Worse still, product debt can be self-reinforcing. When a product is saddled by debt, it sends very confusing signals about who it’s for, what it does, and why it’s valuable. These poor signals don’t just confuse the market—they also confuse employees, making it harder for a diverse group of professionals to be on the same page about their target market and why that target market should choose their product. This creates a dangerous loop: misaligned employees attract a jumbled customer base, which gives jumbled feedback to the business, which creates further internal misalignment. In this scenario, the debt compounds in ways that are very hard to see, much less undo.

If it gets out of hand, product debt leaves people working for the product rather than the product working for them. This limits what a startup can accomplish with its runway: fewer opportunities for the sort of discovery, experimentation, and investments that help the startup reach its next milestone.

Why we need this term

Like any abstract concept, product debt can’t be directly measured or concretely observed. This isn’t a knock on its usefulness (see other useful concepts like love, diversity, etc), but it does present a challenge to software teams. Its presence within a product and whether to do anything about it deserve to be discussed and debated, but it’s hard to discuss something that you don’t have a name for. Search the web for “technical debt” and you get millions of results. Searching for “product debt” yields fewer than 30,000 results, which is as good a sign as any that it’s not in the product person’s vocabulary, much less anyone else’s.

Given the role that software products play within software startups (i.e., as the core enabler for revenue, margin, and multiples)—as well as the privileged and strategic role that product people play within them—we need a term for elements of the product that work against their core purpose. Software development is inherently messy; product people need a term for their part of the mess.

Maybe there’s an existing term that I don’t know about, or a better way of framing it (if there is, please tell me). What we call it isn’t all that important; what’s important is product people having the necessary concepts, vocabulary, and mental models to assume responsibility for their work, including the failed experiments/features, blind spots in customer/user/market understanding, and parts of the product that haven’t kept up with the market.
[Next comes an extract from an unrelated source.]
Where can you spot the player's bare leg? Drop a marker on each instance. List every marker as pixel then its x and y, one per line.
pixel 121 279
Would this have helped Stitch?

Would recognizing and tending to product debt have led to a different outcome at Stitch? Yes and no. I don’t think there’s anything we could’ve done to achieve a billion-dollar exit, but a more calibrated product would’ve undoubtedly delivered better everyday outcomes for users, customers, and employees—and it’s hard to know what breakthroughs that might’ve unlocked.

I share this not to disparage the hard work of my coworkers, especially those who made the insane push to get acquired in the first months of the pandemic. I share this to highlight an area where I, as a member of the product team, could’ve done better by the business. I suspect that many software product teams could do better in this regard. Vocabulary and conceptual clarity won’t deliver better outcomes on their own, but I think they would undoubtedly be a useful part of the product person’s toolkit.